Drafty AIR Panel

Enough people have expressed an interest in doing a panel on blogging for the Association of Internet Researchers conference this autumn, that I’m going to try to throw it together at the last minute. The proposal is due March 1, so there is some coordination effort required. I have a list of folks I need to send an email out to, both those who have already expressed an interest in the panel (getting a firm committment and an abstract from them), and others who I think might be interested. Unfortunately, I am at home and missing some of the emails on that list, so it won’t go out until tomorrow.

Here’s the very drafty abstract for the panel that I just typed up. It needs serious work, but I want to get a feel for the range of the papers before I massage it:

Broadening the Blog

Weblogs have enjoyed a rapid diffusion over the last two years. A technology that often emphasizes the written word and intertextual communities, it is in some ways a resurgence of earlier applications of computer networking that emphasized distributed conversation over information-seeking or broadcasting. While there remain some blogs that make up an elite core, there are tens of thousands of sites maintained by individuals who receive, and often seek, a narrower audience.

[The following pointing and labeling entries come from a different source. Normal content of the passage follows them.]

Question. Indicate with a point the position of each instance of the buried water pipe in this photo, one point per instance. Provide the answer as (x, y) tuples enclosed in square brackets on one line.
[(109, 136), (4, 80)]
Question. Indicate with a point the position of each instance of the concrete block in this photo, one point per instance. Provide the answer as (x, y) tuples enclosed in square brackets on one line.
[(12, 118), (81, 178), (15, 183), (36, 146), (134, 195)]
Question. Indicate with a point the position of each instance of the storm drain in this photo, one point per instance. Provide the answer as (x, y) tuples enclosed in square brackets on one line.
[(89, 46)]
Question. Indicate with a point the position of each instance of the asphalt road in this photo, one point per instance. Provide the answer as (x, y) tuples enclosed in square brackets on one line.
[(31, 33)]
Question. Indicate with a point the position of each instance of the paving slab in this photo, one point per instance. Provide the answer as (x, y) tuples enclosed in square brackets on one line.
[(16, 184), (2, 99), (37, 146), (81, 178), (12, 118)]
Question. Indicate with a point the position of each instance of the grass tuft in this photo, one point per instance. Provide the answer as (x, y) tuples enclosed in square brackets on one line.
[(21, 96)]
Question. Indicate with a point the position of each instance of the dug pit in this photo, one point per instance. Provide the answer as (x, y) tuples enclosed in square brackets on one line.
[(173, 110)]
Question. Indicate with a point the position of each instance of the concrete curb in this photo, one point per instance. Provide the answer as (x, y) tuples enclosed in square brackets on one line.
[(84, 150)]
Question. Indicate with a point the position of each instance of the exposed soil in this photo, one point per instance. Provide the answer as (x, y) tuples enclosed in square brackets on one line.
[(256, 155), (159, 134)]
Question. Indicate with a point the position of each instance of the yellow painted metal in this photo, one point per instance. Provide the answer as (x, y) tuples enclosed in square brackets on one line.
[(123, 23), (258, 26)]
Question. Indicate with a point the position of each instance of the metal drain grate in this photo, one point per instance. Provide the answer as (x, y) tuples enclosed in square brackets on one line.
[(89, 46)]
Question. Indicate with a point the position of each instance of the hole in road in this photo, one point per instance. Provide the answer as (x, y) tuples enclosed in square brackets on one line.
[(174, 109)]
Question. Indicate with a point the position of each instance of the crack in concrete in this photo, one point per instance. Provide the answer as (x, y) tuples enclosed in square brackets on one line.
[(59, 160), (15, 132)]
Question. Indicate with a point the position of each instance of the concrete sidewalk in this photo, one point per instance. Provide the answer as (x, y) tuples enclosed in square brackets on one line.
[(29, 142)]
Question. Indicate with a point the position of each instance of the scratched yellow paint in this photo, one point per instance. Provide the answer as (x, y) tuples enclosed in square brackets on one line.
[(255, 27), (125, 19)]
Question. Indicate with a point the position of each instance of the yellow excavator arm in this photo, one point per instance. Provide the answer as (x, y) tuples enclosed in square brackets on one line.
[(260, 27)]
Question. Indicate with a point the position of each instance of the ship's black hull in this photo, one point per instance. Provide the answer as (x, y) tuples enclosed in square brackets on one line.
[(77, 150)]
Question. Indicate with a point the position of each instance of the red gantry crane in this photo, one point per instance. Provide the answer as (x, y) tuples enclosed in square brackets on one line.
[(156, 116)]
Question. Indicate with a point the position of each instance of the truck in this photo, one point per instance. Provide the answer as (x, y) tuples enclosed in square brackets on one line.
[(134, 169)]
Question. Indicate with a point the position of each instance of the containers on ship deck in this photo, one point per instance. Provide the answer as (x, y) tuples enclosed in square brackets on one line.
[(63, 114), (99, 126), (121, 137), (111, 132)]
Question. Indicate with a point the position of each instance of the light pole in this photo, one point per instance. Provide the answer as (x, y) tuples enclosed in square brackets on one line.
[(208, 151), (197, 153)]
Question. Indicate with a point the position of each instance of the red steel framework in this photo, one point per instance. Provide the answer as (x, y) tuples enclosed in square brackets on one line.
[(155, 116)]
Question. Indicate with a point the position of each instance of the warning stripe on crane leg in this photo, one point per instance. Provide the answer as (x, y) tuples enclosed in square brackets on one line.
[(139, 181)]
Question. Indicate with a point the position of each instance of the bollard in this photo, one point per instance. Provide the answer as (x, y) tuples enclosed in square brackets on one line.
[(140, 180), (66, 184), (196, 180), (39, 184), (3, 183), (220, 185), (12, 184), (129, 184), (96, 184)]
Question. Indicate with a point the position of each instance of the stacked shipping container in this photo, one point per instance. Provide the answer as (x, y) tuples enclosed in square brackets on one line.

Despite the ever-increasing number of people around the world who are engaging in blogging, significant coverage in the mass media (of, for example, the role of blogs in the Trent Lott affair), and the immanent entry of media giants like America Online, there remains a dearth of published scholarly work in the area. This panel provides a venue to describe and define the scholarly issues at hand, as well as establishing some core work within this emerging area of study.

Our interest is in how weblogging and microcontent generally will affect innovation, social structure, pedagogy, journalism, and political participation. The focus of these presentations is, in keeping with the theme of the conference, on what happens as blogging becomes a mass phenomena. While many of the popular accounts discuss some of the impact that major columnists and academics have had by publicizing their views via personal blogs, the papers on this panel will seek out an understanding of blogs as a larger social process.